Tuesday, November 5, 2013

INQRI Study Shows Retail Clinics are Convenient, Cost-Effective, Provide Quality Care

A new INQRI-funded study shows that retail clinics can reduce costs when Nurse Practioners (NPs) are allowed to practice independently, potentially by nearly $472 million or more in 2015.

Retail clinics are an increasingly popular option for people who need diagnosis and treatment for common, non-life-threatening conditions. NPs are the primary care providers in these clinics, which are located in a range of settings, including pharmacies, grocery stores and “big box” stores. First established in 2000, there are now more than 1,200 retail clinics nationwide.

The research team for the study was led by Joanne Spetz, professor at the Institute for Health Policy Studies and associate director for Research Strategy at the Center for the Health Professions at the University of California, San Francisco, and Stephen Parente, director of the Medical Industry Leadership Institute at the Carlson School of Business, University of Minnesota. The team compared claims data over a two-week period for 9,503 patients who visited retail and non-retail clinics from 2004 to 2007. Researchers compared costs in states that require NPs to be supervised by or collaborate with physicians, states that allow NPs to practice independently but not prescribe, and states in which NPs are allowed to practice and prescribe independently.
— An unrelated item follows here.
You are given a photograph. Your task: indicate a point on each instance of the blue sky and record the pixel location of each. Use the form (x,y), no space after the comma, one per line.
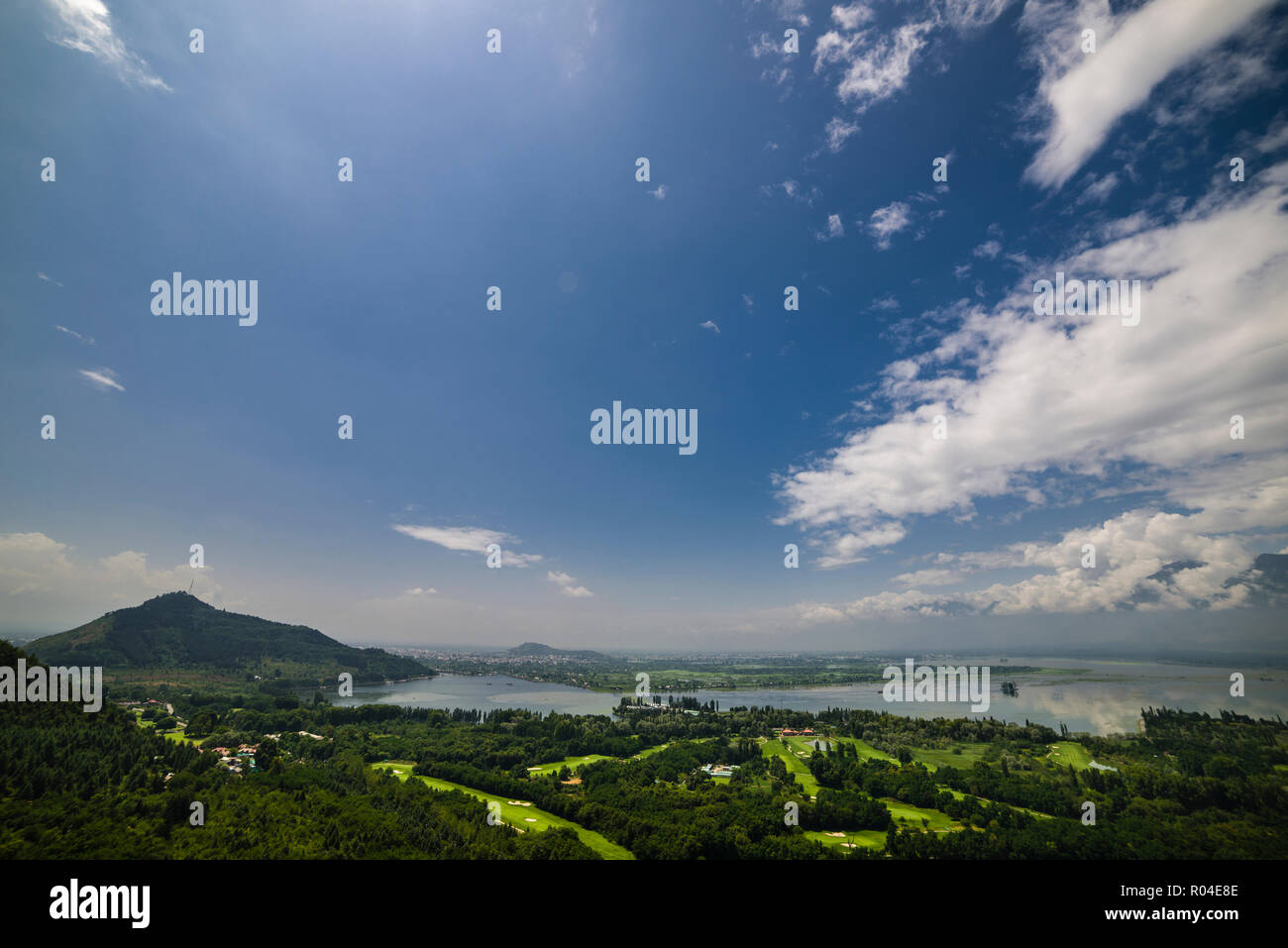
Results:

The study is in the November issue of Health Affairs.

The researchers found that insurance claims over a two-week period were lower following retail clinic patient visits than after visits to other settings, such as doctor’s offices and emergency departments, for the same conditions. Insurance expenditures for retail patient visits were even lower in states that allow NPs to practice independently. Payments for prescriptions were slightly higher in states where NPs are allowed to prescribe, but that increase in cost was mitigated by the lower cost of an NP practicing independently.

Adjusted to 2013 dollars, the average two-week cost for non-retail clinic visits was $704, for retail clinic visits in states with no NP independence it was $543, and for retail clinic visits in states where NPs have independence in practice, it was $484. The average cost for retail clinic visits in states where NPs had independence in practice and prescribing was $509.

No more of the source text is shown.